It was mid-October 2008 when the medics rolled the elderly man through the glass-enclosed lobby.
To his left was a sweeping view of the Long Island Sound and bright orange and crimson trees, but the view was nothing to him.
Before making the 15-minute ride from Yale-New Haven Hospital to Connecticut Hospice, the man was told he had maybe three days before his heart would fail completely. He couldn’t catch his breath. His eyes were wide, his fingertips dusky from lack of oxygen.
His hospice doctor, Joseph Andrews, was desperate to ease the man’s breathlessness. “For patients, that’s more terrifying than pain, paralysis, or the inability to get around,” Andrews said. “It’s the worst thing.”
Another doctor suggested morphine might help.
The drug relaxes the muscle walls of blood vessels, Andrews said, increasing capacity and reducing the lungs’ urgency. Coronary arteries can also more efficiently carry oxygen-rich blood away from the heart.
The man’s doctors knew well that too much morphine can stop the lungs completely, so they tried just a tiny amount: one-quarter of a milligram.
Morphine is seen by many physicians and laypeople as a sort of single-purpose, liquified grim reaper, and understandably so: It is dangerous and addictive. Older physicians in particular were typically not trained to use it, Andrews said, and can resist recommendations to use morphine even for cancer patients with severe bone pain, for fear of killing them.
Morphine’s reputation as a killer underscores one of the more persistent myths surrounding hospice care, namely, that it serves as a grey market euthanasia service for the terminally ill, where the drug is given in generous doses to every patient — even those who do not want it.
Talk to any experienced hospice nurse or physician and they’ll tell you that such notions can lead to significant complications: family doctors refusing to prescribe morphine for dying patients who are in extreme pain; relatives refusing to give a dying family member prescribed morphine, or exhorting them to reject hospice care completely and opt for the ICU.
Hospice clinicians get it. People don’t want to risk killing someone, even if it means seeing their loved ones suffer. Clinicians also understand that they share some of the blame, for failing to clearly communicate the methods, goals and expectations of using morphine. Because the medication is often prescribed during a patient’s final decline, family members are sometimes left to wonder if, in agreeing to the treatment plan, they have helped bring about their loved one’s death.

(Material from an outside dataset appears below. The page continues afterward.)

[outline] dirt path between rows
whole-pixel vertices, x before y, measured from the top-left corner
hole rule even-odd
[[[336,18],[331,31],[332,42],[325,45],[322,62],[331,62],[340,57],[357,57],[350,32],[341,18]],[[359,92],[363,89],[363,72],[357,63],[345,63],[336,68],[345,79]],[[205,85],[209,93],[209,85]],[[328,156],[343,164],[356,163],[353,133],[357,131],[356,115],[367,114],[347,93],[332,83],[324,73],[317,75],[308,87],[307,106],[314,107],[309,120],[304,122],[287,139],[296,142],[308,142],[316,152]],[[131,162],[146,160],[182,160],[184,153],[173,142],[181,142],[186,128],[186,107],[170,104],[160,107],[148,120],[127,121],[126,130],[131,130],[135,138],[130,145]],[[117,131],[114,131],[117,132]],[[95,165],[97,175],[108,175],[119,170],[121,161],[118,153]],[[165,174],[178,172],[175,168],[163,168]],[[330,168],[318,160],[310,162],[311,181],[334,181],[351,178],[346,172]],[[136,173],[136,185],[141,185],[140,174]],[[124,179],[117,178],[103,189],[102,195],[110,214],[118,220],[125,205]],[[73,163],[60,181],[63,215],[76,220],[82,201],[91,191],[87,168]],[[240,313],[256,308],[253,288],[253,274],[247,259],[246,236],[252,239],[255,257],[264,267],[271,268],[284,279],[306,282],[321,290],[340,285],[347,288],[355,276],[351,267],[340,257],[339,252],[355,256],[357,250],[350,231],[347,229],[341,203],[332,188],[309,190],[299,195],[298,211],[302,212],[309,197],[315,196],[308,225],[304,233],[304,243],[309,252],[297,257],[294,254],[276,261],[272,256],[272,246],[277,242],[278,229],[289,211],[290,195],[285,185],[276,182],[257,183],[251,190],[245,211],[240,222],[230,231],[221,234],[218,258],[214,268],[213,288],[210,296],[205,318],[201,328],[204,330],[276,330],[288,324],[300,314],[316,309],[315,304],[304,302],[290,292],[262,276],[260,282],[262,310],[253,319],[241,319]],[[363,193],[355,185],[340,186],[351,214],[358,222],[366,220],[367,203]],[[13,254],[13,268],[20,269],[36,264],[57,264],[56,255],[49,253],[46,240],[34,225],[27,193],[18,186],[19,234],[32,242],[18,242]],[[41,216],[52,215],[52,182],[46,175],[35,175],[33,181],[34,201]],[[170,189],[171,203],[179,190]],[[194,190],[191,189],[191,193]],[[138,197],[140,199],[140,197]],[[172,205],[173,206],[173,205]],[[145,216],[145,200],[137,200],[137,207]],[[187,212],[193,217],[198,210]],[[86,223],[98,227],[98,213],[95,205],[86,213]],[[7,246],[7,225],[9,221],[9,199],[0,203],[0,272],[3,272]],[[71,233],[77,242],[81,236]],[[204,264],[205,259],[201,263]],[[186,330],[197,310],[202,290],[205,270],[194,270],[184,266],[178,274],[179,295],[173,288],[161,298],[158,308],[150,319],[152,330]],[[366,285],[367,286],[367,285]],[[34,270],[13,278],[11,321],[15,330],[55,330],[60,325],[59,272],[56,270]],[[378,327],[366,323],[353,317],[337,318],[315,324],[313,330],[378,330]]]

Morphine can have other less lethal side effects that require vigilance, and doctors and nurses are not always clear about those potential complications either. Still, clinicians say, it can be frustrating to encounter people whose misconceptions lead to unnecessary suffering for patients.
The elderly man was tall, slightly heavy-set. He’d been a teacher. He was quiet, loved to read books. His wife was alive but he’d lost her to dementia and a nursing home. His three children were nearby, though, and the grandkids. He was well-loved.
And now his children came in, looking like they were going to a funeral. They asked if they should call people to come say goodbye, and Andrews told them it was probably a good idea.
He asked them to consider morphine. It was worth a try, they said. They made their calls. They braced.
Their dad went to sleep, which was something.
He woke later to smiling faces. His breathing had eased dramatically, his skin color had returned to normal; he was fully alert, wide awake. He chatted with visitors. He told his life story.
He got six more weeks like this.
Andrews said he remembers countless stories about how morphine had helped patients with respiratory distress, as well as patients with severe pain. Most recently, a patient had been immobilized by her cancer pain until she received small doses of morphine. She promptly flew to South America to spend time with family members.
Control and mobility, Andrews said, are among the most important factors in improving a dying patient’s quality of life.
Soon after the man’s breathing eased, he started a new routine. Twice a day he’d ask his children or grandchildren or nurses to bring his cap and his overcoat and they’d wheel him to the waterfront with his oxygen tank.
He’d stay as long as the gathering cold and darkness allowed. He saw the tides flow and the leaves fall and gulls and boats pass. In early December he began sleeping more, and then he slept entire days away, and then he died.
But that November reprieve.
“It was one of the best morphine stories I can remember,” Andrews said. “He had a great run.”